Philippines earthquake death toll rises

The 6.7-magnitude earthquake shook southern Philippines on Friday. Rescue efforts are ongoing with two people feared trapped under a landslide

The 6.7-magnitude quake struck the Mindanao region on Friday afternoon
The 6.7-magnitude quake struck the Mindanao region on Friday afternoon


The death toll from a strong submarine earthquake off the southern Philippines rose to seven on Saturday, with rescuers continuing to search for two more people feared buried beneath a landslide.

The 6.7-magnitude quake that struck the Mindanao region on Friday afternoon caused part of a shopping mall ceiling to collapse, triggered power cuts and sent people fleeing into the streets.

Philippines earthquake: where was the epicenter?

The epicenter was located 26 kilometers (16 miles) from Burias at the southern tip of the Philippines, the United States Geological Survey said, at a depth of 78 kilometers (48 miles).
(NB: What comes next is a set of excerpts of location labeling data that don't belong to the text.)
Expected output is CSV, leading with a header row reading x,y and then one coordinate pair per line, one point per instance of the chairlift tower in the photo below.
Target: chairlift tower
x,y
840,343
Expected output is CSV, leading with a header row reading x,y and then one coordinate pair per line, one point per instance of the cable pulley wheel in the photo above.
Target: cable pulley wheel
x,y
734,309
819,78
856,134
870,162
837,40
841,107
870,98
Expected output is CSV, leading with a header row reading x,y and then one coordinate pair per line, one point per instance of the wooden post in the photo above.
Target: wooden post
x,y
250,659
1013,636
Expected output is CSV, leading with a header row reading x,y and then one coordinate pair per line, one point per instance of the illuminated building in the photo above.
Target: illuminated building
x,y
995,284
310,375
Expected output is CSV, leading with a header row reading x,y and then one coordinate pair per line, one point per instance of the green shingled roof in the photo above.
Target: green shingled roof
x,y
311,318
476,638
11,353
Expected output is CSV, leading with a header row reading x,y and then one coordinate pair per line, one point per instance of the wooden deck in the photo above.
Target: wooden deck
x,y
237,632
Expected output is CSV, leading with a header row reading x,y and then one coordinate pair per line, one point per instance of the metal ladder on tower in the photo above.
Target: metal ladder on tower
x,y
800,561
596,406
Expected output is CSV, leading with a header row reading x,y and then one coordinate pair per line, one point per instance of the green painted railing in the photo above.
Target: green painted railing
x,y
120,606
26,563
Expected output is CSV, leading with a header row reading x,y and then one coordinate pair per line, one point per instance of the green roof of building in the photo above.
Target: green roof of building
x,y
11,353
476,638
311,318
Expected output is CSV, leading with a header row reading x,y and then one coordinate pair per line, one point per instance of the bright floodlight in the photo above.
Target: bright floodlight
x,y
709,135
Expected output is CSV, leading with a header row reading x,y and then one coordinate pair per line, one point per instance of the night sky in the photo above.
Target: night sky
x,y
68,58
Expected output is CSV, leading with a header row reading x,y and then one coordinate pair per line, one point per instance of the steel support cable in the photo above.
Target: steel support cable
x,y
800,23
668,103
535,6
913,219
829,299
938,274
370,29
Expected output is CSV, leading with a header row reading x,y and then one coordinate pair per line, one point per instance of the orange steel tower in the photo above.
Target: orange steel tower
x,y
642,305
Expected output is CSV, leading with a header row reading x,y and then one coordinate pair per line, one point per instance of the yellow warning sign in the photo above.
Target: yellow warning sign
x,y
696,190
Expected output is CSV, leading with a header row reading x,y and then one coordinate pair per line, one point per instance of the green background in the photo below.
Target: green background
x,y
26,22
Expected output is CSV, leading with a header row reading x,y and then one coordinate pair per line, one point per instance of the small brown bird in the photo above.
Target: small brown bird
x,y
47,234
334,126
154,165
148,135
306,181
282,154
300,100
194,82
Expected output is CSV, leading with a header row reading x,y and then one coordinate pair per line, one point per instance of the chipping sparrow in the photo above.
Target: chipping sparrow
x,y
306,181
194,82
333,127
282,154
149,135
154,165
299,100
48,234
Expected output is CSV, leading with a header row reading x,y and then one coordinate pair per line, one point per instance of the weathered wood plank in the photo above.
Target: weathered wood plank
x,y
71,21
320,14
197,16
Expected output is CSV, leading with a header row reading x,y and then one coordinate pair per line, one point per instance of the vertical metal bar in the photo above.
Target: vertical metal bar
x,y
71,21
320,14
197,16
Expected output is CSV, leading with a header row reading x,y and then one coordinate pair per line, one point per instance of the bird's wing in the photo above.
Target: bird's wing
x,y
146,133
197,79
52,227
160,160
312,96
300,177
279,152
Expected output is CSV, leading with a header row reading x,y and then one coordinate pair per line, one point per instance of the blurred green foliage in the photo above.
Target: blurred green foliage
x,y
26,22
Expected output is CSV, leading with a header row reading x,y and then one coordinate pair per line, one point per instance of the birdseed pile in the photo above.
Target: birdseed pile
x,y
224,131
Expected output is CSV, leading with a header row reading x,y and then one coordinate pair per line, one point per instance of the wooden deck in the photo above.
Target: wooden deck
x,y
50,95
But no tsunami warning was triggered.

Police officers and rescue workers told the French AFP news agency that one woman had been crushed to death by falling debris in General Santos City, where another couple were killed after being pinned under a collapsed concrete wall.

Another person was killed by a falling steel structure in the municipality of Glan in Sarangani province, while firemen were still digging with shovels as they searched for two members of a family feared buried beneath a landslide at a remote mountain village.

"The village chief reported to us that a mother and her child were trapped beneath the rubble," rescue worker Daniel Nocos told AFP.

The quake damaged 60 houses in four provinces as well as 32 roads and bridges across the region, authorities said, adding that around 450 people were being treated with panic and breather difficulties.

Pacific 'Ring of Fire'

Earthquakes are common in the Philippines, which sits along the Pacific "Ring of Fire", an arc of intense seismic and volcanic activity that stretches from Japan through Southeast Asia and across the Pacific basin.

But most are too weak to be felt by humans.

Friday's quake was likely generated by the movement of the earth's crust along the Cotabato trench, a long, narrow depression on the seafloor that forms the boundary of one tectonic plate pushing against another, according to the local seismology service.